To: W.F.Rakecky who wrote (17318)9/16/1998 6:15:00 PM
From: David Lawrence  Respond to of 22053
 
More on V.90 ratification:

NEW YORK -(Dow Jones)- The International Telecommunications Union
Wednesday formally ratified an agreement for 56-Kbps modems that will
allow modems from all manufacturers to "talk" to each other. Such modems
transmit data across ordinary phone lines between computers at 56,000
bits of information per second, or 56-Kbps in computer jargon.
The ITU, a charter organization of the United Nations, is the formal
world-wide telecommunications standards body.
The announcement comes as the modem industry is still recovering from
a format war sparked by incompatible formats pushed by Rockwell
International Corp. (ROK) and 3Com. Earlier this year, a standards group
settled the dispute with the adoption of a unified 56-Kbps standard.
In February, 3Com Corp. (COMS) was the first modem maker to begin
shipping the 56-Kbps modems to replace older, slower modems, including
those that send at 28.8 and 33.6 kilobits per second.
3Com said Wednesday's ratification is an important issue for
consumers and Internet service providers, or ISPs, and could drive modem
sales during the holiday season. 3Com said ratification also is
particularly important to corporate customers, who represent a
significant piece of the overall market but tend to wait until standards
are set before installing new technologies.
The higher-speed modems will permit deployment of applications such
as streaming audio and video, which require fast Internet connections.
The patent for the 56-Kbps technology belongs to inventor Brent
Townshend, whose inventions were at the center of the modem war last
year as some experts have said his inventions are foundation for 56-Kbps
modems.

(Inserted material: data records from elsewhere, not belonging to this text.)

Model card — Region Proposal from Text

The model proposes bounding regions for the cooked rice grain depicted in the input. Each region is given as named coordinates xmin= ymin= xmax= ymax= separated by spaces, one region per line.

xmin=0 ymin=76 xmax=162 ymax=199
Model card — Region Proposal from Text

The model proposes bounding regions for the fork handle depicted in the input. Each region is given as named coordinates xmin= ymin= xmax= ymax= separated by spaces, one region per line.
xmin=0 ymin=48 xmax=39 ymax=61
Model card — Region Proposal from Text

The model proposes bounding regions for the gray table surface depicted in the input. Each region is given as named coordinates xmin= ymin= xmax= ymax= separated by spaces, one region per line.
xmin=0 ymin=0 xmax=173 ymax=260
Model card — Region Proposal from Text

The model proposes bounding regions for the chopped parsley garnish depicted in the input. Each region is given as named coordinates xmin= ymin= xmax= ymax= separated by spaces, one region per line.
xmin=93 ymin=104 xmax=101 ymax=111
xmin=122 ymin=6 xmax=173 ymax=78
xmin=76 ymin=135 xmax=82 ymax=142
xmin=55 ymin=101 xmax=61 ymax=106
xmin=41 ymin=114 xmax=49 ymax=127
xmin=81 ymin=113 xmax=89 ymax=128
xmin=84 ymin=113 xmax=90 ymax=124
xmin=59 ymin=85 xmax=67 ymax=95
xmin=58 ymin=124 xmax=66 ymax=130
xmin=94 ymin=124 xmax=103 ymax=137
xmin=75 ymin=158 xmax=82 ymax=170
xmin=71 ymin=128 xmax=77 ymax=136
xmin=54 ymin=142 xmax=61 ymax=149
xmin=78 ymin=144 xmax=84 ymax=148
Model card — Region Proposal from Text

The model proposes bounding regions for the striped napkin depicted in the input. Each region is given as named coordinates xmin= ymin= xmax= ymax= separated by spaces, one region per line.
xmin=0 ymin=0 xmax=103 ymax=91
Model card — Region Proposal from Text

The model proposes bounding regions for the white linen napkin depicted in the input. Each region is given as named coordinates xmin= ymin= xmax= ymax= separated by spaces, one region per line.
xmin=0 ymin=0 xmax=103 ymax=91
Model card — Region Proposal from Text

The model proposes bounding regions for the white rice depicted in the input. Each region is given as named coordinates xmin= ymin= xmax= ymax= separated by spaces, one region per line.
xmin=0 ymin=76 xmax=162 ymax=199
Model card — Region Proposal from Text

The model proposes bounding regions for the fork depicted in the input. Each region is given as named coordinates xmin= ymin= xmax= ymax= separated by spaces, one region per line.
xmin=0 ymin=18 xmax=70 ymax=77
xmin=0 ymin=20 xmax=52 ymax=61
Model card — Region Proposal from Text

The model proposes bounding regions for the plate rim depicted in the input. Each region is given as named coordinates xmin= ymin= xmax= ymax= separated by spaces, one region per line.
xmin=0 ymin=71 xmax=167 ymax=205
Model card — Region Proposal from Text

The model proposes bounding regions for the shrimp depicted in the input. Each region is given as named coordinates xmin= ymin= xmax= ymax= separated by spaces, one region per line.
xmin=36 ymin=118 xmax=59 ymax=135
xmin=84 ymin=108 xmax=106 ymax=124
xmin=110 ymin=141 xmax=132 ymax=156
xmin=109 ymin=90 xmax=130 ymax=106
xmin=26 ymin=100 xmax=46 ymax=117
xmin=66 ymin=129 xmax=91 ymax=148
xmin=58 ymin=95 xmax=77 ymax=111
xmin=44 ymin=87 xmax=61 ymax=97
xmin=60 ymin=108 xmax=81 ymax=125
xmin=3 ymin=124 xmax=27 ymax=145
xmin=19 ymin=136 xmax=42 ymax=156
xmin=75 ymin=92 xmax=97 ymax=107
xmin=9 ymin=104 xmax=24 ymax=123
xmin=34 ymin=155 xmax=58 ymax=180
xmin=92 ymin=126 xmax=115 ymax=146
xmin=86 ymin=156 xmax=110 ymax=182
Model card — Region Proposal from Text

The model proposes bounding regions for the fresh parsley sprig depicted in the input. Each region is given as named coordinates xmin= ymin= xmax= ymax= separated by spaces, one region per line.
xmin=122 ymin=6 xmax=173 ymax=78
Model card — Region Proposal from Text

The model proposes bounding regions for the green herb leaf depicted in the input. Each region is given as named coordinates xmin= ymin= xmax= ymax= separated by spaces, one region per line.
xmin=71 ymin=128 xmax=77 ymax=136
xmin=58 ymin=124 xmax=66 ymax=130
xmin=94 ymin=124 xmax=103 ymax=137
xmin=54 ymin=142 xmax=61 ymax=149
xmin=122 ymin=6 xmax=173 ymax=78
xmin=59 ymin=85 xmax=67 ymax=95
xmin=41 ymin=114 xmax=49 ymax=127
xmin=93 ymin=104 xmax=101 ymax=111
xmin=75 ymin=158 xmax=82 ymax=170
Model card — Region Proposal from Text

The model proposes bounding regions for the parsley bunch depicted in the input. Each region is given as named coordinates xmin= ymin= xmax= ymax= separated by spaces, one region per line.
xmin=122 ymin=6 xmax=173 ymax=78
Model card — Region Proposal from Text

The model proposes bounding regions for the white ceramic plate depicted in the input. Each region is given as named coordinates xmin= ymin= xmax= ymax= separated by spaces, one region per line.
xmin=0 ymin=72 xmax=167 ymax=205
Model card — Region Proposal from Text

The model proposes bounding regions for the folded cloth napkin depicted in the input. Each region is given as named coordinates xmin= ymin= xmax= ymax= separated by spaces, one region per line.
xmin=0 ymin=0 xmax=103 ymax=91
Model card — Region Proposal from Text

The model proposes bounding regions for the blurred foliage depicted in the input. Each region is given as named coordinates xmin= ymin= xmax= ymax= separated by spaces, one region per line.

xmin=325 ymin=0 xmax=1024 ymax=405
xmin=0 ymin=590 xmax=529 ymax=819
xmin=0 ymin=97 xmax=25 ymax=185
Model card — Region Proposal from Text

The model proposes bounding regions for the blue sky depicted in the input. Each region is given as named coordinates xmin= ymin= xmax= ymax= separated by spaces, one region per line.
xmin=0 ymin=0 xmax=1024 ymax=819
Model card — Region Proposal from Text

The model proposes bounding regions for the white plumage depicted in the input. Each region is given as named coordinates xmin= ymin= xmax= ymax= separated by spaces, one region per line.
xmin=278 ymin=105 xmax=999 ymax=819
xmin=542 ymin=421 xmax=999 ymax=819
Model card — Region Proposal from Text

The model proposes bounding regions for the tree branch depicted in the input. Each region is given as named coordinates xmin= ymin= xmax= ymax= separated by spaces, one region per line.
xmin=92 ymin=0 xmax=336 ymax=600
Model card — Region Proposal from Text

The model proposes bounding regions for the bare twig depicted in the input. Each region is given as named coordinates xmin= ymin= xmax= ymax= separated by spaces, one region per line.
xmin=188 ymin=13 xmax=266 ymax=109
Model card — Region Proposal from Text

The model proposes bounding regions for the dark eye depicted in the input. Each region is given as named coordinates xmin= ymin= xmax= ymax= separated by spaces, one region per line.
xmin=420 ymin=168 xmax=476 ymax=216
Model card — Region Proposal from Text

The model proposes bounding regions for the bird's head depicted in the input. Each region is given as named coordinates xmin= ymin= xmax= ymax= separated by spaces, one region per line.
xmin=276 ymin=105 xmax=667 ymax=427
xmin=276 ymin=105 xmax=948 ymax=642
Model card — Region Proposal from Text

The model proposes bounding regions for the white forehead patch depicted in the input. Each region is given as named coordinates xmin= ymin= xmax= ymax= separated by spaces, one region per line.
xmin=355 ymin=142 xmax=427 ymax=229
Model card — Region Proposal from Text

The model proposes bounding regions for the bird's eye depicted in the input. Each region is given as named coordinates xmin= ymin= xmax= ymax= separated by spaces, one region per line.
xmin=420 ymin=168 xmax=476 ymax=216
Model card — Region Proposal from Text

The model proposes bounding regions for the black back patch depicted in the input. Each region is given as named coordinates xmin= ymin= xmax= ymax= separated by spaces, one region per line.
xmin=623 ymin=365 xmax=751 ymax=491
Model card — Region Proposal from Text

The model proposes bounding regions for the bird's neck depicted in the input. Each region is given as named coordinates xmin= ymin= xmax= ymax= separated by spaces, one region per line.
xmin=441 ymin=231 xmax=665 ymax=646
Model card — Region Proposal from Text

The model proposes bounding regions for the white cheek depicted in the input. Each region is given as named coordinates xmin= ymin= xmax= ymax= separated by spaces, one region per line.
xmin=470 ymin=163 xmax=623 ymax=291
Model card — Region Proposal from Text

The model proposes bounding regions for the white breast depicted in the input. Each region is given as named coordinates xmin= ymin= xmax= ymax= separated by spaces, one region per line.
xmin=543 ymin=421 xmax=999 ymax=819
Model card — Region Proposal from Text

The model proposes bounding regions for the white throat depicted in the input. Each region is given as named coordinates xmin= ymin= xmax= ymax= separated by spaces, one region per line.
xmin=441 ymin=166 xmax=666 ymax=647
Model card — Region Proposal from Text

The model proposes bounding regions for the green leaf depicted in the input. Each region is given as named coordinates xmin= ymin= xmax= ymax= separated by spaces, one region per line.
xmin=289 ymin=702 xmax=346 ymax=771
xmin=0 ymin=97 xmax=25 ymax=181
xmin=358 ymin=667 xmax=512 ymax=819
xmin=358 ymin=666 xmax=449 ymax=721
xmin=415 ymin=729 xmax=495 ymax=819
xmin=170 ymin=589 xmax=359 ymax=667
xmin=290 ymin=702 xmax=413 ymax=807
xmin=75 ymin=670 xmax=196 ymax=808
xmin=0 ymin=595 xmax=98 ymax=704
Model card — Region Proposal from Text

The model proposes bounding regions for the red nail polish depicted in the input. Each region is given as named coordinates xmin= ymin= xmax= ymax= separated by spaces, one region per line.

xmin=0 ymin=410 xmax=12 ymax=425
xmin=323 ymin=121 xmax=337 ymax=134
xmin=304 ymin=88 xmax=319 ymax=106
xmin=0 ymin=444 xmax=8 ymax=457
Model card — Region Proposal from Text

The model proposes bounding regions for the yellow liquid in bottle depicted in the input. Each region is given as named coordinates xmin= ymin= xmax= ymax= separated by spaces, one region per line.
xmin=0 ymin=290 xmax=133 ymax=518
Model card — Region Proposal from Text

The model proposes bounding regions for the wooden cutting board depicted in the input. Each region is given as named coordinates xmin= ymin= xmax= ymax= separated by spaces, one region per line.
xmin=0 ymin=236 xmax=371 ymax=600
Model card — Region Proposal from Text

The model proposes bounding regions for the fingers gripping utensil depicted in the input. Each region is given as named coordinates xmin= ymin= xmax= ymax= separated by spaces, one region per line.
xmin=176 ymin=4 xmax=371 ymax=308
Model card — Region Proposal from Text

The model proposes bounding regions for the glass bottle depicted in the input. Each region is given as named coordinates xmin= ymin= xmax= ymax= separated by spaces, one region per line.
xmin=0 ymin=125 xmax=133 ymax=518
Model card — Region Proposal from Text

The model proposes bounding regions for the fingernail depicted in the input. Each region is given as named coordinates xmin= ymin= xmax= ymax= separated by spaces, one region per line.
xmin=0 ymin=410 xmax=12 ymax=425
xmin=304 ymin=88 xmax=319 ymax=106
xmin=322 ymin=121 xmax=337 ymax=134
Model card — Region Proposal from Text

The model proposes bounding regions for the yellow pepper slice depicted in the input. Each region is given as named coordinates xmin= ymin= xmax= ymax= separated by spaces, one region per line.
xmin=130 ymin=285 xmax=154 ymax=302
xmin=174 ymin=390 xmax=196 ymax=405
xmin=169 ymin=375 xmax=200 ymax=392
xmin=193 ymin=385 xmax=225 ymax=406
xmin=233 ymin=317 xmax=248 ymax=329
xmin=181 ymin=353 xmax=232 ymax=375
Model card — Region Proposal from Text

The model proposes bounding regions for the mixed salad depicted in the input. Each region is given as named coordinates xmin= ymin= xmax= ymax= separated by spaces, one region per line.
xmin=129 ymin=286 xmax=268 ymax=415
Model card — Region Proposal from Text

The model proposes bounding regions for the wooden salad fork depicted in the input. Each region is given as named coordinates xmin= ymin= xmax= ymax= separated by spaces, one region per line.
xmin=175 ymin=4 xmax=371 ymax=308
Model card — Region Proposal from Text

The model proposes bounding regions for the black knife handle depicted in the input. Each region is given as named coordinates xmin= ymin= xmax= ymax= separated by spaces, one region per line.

But when modem makers earlier this year agreed to the common
standard, many companies contributed patented technologies.
Townshend, who holds a number of other key patents, last year sued
Rockwell, alleging it misused secrets that Townshend revealed to the
firm years ago.
Townsend later licensed his technology to 3Com.
Copyright (c) 1998 Dow Jones & Company, Inc.

It wouldn't be the first time Rockwell Semiconductor did that.



To: W.F.Rakecky who wrote (17318)9/16/1998 6:53:00 PM
From: David Lawrence  Respond to of 22053
 
Compliments of Shane on the Zoom thread:

features.yahoo.com

Gee, I wonder where Bokaakaa and Hazy are? At least Zoom got an honorable mention.